A systematic study of the impact on the chemical reactivity of the oxidising n -dodecane radical cation (RH˙ + ) with f -element complexed 2-ethylhexylphosphonic acid mono-2-ethylhexyl ester (HEH[EHP]) has been undertaken utilizing time-resolved electron pulse radiolysis/transient absorption spectroscopy and high-level quantum mechanical calculations. Lanthanide ion complexed species, [Ln((HEH[EHP]) 2 ) 3 ], exhibited vastly increased reactivity (over 10× faster) in comparison to the non-complexed ligand in n -dodecane solvent, whose rate coefficient was k = (4.66 ± 0.22) × 10 9 M -1 s -1 . Similar reactivity enhancement was also observed for the corresponding americium ion complex, k = (5.58 ± 0.30) × 10 10 M -1 s -1 . The vastly increased reactivity of these f -element complexes was not due to simple increased diffusion-control of these reactions; rather, enhanced hole transfer mechanisms for the complexes were calculated to become energetically more favourable.
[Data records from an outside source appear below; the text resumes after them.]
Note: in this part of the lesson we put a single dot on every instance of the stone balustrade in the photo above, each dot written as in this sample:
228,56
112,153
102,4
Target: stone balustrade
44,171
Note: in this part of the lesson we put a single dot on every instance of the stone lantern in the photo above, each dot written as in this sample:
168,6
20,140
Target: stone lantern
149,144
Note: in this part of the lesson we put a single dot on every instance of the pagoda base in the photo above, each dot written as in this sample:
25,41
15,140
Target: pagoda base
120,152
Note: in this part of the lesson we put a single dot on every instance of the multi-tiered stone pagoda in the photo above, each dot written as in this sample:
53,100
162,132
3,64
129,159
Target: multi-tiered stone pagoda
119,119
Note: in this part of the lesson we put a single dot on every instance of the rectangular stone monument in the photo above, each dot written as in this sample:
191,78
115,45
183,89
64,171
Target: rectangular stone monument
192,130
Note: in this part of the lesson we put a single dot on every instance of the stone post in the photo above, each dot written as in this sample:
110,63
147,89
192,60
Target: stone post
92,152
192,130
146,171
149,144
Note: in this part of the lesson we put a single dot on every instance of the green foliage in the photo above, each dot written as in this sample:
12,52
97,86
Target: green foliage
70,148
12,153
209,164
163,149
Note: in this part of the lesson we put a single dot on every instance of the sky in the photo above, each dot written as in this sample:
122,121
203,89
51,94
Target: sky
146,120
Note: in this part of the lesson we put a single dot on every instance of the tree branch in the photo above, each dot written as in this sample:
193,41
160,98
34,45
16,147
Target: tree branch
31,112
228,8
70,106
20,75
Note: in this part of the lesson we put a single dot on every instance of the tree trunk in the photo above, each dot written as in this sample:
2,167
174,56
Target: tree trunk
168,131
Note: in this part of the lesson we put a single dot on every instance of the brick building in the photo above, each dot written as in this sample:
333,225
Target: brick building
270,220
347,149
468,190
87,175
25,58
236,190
Interestingly, the observed reactivity trend with lanthanide ion size was not linear; instead, the rate coefficients showed an initial increase (Lu to Yb) followed by a decrease (Tm to Ho), followed by another increase (Dy to La). This behaviour was excellently predicted by the calculated reaction volumes of these complexes. Complementary cobalt-60 gamma irradiations for select lanthanide complexes demonstrated that the measured kinetic differences translated to increased ligand degradation at steady-state timescales, affording ∼38% increase in ligand loss of a 1 : 1 [La((HEH[EHP]) 2 ) 3 ] : HEH[EHP] ratio system.